Middle East
Gulf nations revive multi-billion dollar pipeline plans to bypass Strait of Hormuz
Iran’s threat to establish indefinite control over the Strait of Hormuz is forcing Gulf nations to revive costly pipeline projects aimed at bypassing the strategic chokepoint to ensure the continuity of oil and gas exports.
According to the Financial Times (FT), officials and industry executives note that while such projects are expensive, politically complex, and require years to complete, new pipelines may be the only way to reduce the persistent vulnerability of Gulf states to disruptions in the strait.
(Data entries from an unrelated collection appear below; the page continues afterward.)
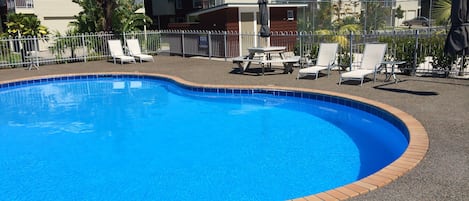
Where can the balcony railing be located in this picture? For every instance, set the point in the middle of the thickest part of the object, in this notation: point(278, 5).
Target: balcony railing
point(20, 4)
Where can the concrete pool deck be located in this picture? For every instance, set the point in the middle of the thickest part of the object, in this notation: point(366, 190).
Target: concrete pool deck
point(441, 105)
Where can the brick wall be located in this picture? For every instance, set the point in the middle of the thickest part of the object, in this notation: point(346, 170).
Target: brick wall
point(279, 21)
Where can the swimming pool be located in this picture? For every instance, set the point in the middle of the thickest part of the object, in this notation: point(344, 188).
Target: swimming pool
point(120, 151)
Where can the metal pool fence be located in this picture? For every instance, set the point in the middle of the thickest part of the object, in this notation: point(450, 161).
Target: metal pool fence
point(422, 50)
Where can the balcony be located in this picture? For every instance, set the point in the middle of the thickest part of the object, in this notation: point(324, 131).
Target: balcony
point(21, 6)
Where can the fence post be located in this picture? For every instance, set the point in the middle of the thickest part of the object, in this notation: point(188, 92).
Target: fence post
point(226, 45)
point(350, 50)
point(84, 46)
point(182, 43)
point(415, 52)
point(209, 45)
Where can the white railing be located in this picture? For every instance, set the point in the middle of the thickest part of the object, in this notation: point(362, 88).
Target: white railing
point(422, 50)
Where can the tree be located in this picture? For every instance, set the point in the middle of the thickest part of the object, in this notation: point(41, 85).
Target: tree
point(126, 19)
point(324, 15)
point(106, 15)
point(374, 16)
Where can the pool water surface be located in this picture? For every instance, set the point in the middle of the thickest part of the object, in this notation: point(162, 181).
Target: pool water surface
point(150, 139)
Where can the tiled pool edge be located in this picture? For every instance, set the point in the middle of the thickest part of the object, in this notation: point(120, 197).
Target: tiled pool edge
point(415, 152)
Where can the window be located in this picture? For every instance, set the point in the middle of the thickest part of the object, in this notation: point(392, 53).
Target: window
point(197, 3)
point(290, 15)
point(178, 4)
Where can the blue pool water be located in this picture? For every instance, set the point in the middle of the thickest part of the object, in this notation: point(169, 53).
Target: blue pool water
point(149, 139)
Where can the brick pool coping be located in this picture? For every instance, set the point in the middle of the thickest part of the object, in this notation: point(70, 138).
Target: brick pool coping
point(415, 152)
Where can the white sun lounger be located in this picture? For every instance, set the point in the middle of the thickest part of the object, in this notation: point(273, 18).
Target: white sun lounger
point(373, 56)
point(115, 47)
point(325, 61)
The current conflict has once again underscored the strategic value of Saudi Arabia’s 1,200-km East-West pipeline. Built in the 1980s amid fears that the Iran-Iraq “tanker war” would shutter the strait, this line has become a vital lifeline, capable of transporting 7 million barrels of oil per day to the port of Yanbu on the Red Sea, completely bypassing Hormuz.
“In hindsight, the East-West pipeline looks like a stroke of genius,” said a senior energy executive from the Gulf.
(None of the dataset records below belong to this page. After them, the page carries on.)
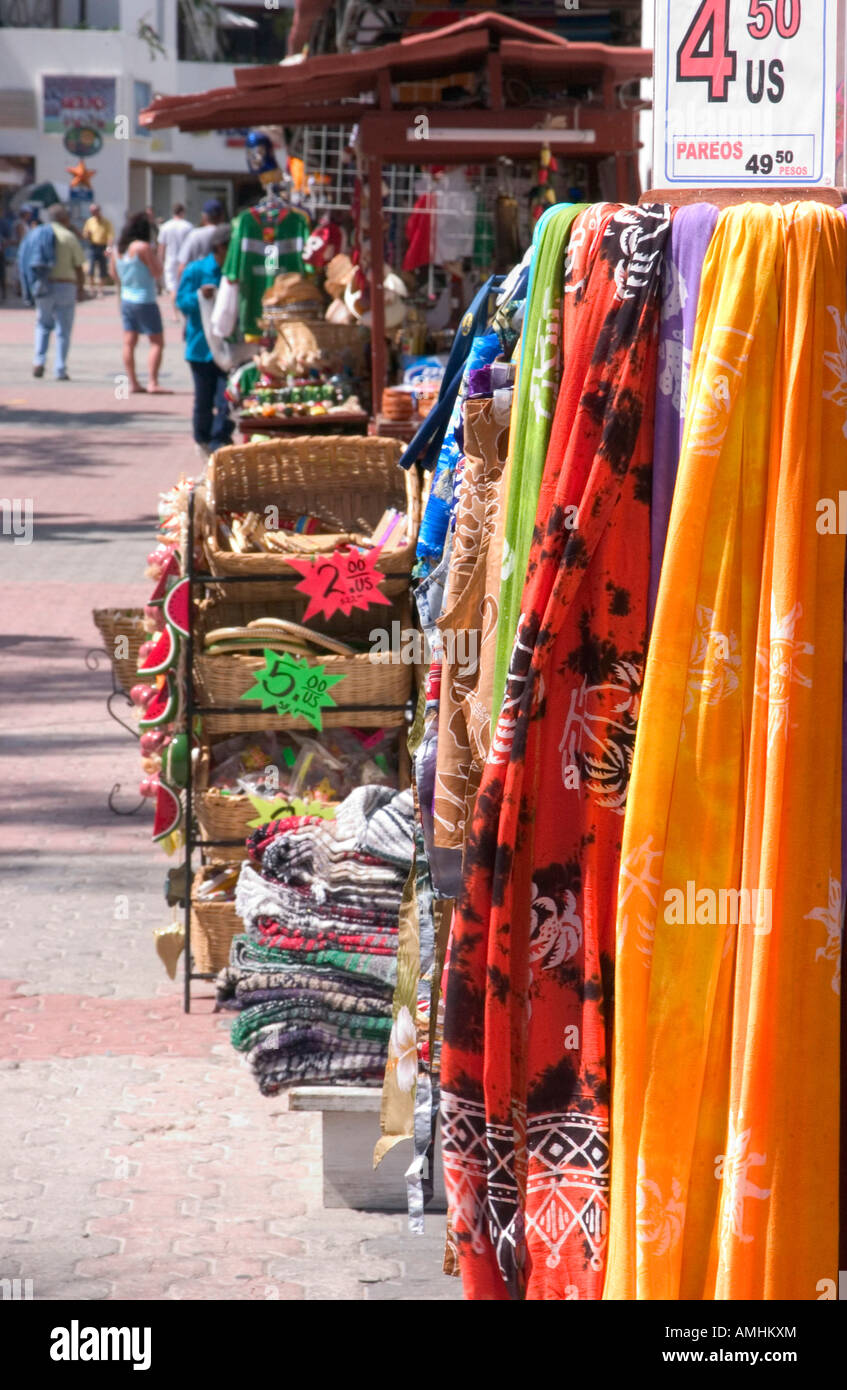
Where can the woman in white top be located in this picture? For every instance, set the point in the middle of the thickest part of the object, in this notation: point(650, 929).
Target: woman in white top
point(136, 266)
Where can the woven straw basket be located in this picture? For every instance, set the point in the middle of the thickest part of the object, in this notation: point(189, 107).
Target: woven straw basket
point(130, 623)
point(373, 694)
point(213, 926)
point(221, 816)
point(347, 481)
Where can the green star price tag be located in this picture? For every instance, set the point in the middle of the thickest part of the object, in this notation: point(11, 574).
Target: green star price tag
point(269, 811)
point(291, 685)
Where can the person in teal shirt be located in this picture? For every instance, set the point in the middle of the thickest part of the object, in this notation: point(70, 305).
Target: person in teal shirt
point(212, 424)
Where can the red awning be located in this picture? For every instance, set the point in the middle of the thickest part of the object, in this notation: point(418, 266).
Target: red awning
point(341, 86)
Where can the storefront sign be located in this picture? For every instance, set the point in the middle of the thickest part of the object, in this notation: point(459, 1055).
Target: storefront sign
point(340, 583)
point(289, 685)
point(744, 92)
point(81, 104)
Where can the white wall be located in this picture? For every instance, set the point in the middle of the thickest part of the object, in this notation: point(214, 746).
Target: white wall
point(28, 53)
point(646, 118)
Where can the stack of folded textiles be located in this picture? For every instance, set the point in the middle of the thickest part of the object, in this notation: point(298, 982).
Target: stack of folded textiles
point(313, 975)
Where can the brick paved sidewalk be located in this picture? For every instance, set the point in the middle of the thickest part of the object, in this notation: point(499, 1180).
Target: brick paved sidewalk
point(138, 1158)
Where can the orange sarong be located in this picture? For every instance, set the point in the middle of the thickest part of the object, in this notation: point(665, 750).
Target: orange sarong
point(725, 1108)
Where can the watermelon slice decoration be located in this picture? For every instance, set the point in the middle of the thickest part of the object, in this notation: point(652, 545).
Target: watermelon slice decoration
point(163, 706)
point(170, 571)
point(177, 608)
point(163, 653)
point(168, 812)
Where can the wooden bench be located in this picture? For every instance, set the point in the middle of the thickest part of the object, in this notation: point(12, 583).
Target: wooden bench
point(349, 1132)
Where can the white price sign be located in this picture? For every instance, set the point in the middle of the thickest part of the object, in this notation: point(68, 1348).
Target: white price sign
point(744, 92)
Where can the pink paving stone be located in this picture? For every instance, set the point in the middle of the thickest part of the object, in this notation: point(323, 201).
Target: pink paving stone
point(81, 1026)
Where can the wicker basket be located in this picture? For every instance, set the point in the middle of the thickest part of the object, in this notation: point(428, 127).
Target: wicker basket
point(130, 623)
point(373, 695)
point(213, 926)
point(344, 480)
point(221, 816)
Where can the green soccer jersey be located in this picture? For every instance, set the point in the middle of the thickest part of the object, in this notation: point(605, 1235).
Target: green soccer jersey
point(263, 245)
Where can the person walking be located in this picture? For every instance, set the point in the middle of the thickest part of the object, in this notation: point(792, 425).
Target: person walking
point(136, 266)
point(212, 424)
point(99, 234)
point(6, 241)
point(56, 289)
point(198, 243)
point(171, 236)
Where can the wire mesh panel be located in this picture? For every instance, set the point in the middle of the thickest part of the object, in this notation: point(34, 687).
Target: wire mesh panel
point(326, 152)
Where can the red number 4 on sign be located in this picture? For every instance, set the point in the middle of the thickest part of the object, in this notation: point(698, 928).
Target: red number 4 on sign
point(705, 56)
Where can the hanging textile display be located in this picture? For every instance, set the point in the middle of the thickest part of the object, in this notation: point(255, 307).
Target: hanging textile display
point(619, 948)
point(536, 405)
point(690, 236)
point(726, 1186)
point(531, 948)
Amin Nasser, CEO of the Saudi state oil giant Aramco, told analysts last month that the pipeline is currently the primary route they utilize most effectively.
Now, the kingdom is evaluating how it can export more of its 10.2 million barrels of daily production through pipelines rather than sending it through Iranian-controlled waters. This assessment includes whether to further increase the capacity of the East-West pipeline or construct entirely new routes.
Previous regional plans for pipelines were repeatedly suspended or shelved due to high costs and complexity. However, Maisoon Kafafy, a senior adviser on Middle East programs at the Atlantic Council, stated that the mood in the Gulf has now shifted.
“I sense a transition from assumptions toward operational reality,” Kafafy said. “Everyone is looking at the same map and reaching the same conclusions.”
Kafafy noted that rather than individual projects, the most resilient option would be a “network of corridors” rather than a single alternative pipeline, though she added this would also be the most difficult to realize.
In the long term, new pipelines are likely to be part of broader trade routes through which a wide array of goods beyond oil and gas can flow.
One Gulf official mentioned that one option is the revival of US-led plans for an ambitious corridor known as IMEC, which would stretch from India to the Gulf and onward to Europe. However, part of this project involves a politically sensitive pipeline that would initially extend to the Israeli port of Haifa.
Yossi Abu, CEO of the Israeli firm NewMed Energy, expressed confidence that pipelines extending to the Mediterranean—whether terminating at Israeli or Egyptian ports—will be built.
“People must control their own destiny alongside their friends,” Abu said. “Throughout the region, on land, you need oil pipelines and railway connections without allowing others to create chokepoints that would suffocate us.”
Christopher Bush, CEO of the Lebanese private firm Cat Group—one of the primary builders of Saudi Arabia’s East-West pipeline—said there was significant interest in new projects even before the war began.
“We have received requests regarding various pipelines. I have many different presentations on my desk,” Bush said.
However, Bush added that the hurdles remain immense, estimating that rebuilding the East-West pipeline today—which was carved out by blasting through the hard basalt rock of the Hijaz mountains on the Red Sea coast—would cost at least $5 billion. Proposals for more complex, multi-country routes passing from Iraq through Jordan, Syria, or Türkiye would cost between $15 billion and $20 billion.
“This issue has been studied. There are even pre-engineering studies for such routes from Iraq. There is a discussed opportunity,” Bush said.
Nevertheless, security risks include “numerous” unexploded bombs in Iraq and the continued presence of ISIS or other militants. Bush also warned that pipelines extending south to ports in Oman would face the difficulty of traversing both desert and rugged, rocky mountains.
Ports in Oman are also not exempt from Iranian security threats. Recent drone attacks on Salalah, a major port, caused the facility to be temporarily closed.
Political challenges include who would operate the pipeline and who would control the flow. A pipeline network would require Gulf countries to “abandon their individual policies and unite.”
In the short term, the most viable options may be expanding the East-West pipeline and Abu Dhabi’s existing route to Fujairah. This could increase capacity without the complexities introduced by new cross-border infrastructure.
Saudi Arabia could also develop additional export terminals on the Red Sea coast, including the deep-water port being built for the Neom project.
“I am certain they are considering this as a possibility. There are many smart people currently examining all of this. This is a major problem,” Bush said.
A senior energy executive noted that Abu Dhabi has always had a “Plan B” for a second pipeline to Fujairah but added that any decision is unlikely until the long-term status of the Strait of Hormuz is clarified.
Kafafy of the Atlantic Council agreed that it would take some time for Gulf countries to assess the situation regarding the waterway, but she stated that nations now accept that the scale of the current energy crisis requires a new way of thinking.
“Progress has been made in the chain of discussions. I do not expect the situation to return to its pre-conflict state,” she said.